性依存症を題材にしているだけに、刺激の強い場面も多いが、行為そのものを描いたエロ映画ではなく、実妹との関係に苦悩する心理に重点を置いている。
物語は、単純至極。
朝から晩まで性行為に耽るエリート・ビジネスマンのブランドンのアパートに、実妹のシシーが転がり込んでくる。
兄妹が一つ屋根の下に暮らすのは、何の問題もないはずだが、シシーの振る舞いは次第にブランドンを苛立たせ、シシーもまた心に深い傷を負う。
タイトルの『SHAME(恥)』が意味するものは、性依存症のみならず、秘めた欲望、心の傷、女性と正常な関係が築けない負い目など、いろいろだ。
自分の存在そのものが『恥』と言ってもいい。
あまたの依存症克服ストーリーのように、展開を追う映画ではなく、ひたすらブランドンの内面を描く作品なので、見終わった後も、重苦しい気分になるが、マイケル・ファスベンダーの出世作ということもあり、一見の価値はある。
キャリー・マリガンの『New York, New York』
本作は、妹を演じたキャリー・マリガンの演技も素晴らしく、BARでジャズの名曲『New York, New York』を歌う場面も印象的だ。(フランク・シナトラによるカバーが有名)

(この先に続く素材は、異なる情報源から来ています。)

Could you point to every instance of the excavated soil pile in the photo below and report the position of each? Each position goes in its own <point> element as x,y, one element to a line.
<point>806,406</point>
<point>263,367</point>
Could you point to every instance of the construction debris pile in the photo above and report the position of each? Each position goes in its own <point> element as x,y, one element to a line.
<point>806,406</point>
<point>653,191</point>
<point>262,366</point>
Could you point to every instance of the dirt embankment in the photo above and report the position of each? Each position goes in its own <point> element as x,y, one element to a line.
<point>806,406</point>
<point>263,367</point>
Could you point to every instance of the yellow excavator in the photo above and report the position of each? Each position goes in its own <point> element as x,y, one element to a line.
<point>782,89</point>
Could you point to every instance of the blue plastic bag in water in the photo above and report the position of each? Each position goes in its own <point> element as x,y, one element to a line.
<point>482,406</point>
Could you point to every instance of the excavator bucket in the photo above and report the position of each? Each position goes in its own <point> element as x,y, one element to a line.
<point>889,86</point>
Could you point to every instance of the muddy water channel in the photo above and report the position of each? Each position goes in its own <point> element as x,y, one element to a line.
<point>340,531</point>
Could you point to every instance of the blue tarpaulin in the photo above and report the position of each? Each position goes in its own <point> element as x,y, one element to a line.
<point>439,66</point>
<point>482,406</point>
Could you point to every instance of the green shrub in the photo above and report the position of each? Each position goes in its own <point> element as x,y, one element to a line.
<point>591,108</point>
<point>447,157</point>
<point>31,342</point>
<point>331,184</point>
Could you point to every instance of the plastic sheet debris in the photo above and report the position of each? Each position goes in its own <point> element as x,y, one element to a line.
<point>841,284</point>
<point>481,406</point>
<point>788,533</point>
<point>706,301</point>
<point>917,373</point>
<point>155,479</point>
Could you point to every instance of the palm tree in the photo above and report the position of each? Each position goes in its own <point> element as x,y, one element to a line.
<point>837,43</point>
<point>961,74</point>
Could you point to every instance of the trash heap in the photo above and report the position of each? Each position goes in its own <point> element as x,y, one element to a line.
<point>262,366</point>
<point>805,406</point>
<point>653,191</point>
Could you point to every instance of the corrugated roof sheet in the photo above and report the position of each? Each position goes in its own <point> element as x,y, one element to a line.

美しく成長した妹を前に、たじろぐブランドンの表情にも注目。
YouTubeのレビュー「Micheal fassbenders body language just makes this scene. As someone with a younger sister, this scene is pretty emotional. (マイケル・ファスベンダーの仕草がこの場面を印象づけている。妹をもつ者なら、この場面にちょいと心が揺れるはず)」という言葉が全てを物語っている。
和訳はこちらで紹介されています。
http://www.worldfolksong.com/jazz/sinatra/newyork.html
「ニューヨークで心機一転、新しい人生をスタートしたい」という心情が謳われています。
【コラム】 愛してはならないものを愛した時
『恋情』や『愛する気持ち』は、世の常識を超えるものだ。
男が男を、女が女を、親子ほど年の離れた人を、あるいは、妻子ある人を、思いがけなく好きになってしまうことはある。
「止めよう」と思っても止められないから、『恋』というのであり、理屈でどうにかなるものなら、男女心中も、刃傷沙汰も、とうの昔にこの世から無くなっているだろう。
人が人を求める気持ちに理由などなく、気付いた時には、恋してしまっているのが『恋』の本質。
恋したことのない人間が、恋する者の気持を理屈で変えられると思う方が間違いなのだ。
皆に祝福される恋愛と異なり、この世で禁忌とされる恋は、たいてい背徳である。
不倫だ、セフレだと、開き直っている人は別として、ごく普通の、きわめて常識的な人物が、愛してはならないものを愛してしまった時、理性と情熱の狭間で苦しみ、自分の存在そのものを『恥(シェイム)』と感じるものだ。
まして『兄妹』であれば、生物学的問題も大きく、ブランドンの苦悩も計り知れない。
恋愛依存症のシシーも同様。
別れた男にすがるように電話をかけて、「あなただけなの」と泣きじゃくったり、酒の勢いでブランドンの上司といちゃついたり。
頭で分かっていても、どうにも制御できない弱さと苦しさを感じる。
最後には、ブランドンはシシーを冷たく突き放し、悲劇的な結末が訪れるが、求める者同士が求め合えば、破滅に向かう典型だ。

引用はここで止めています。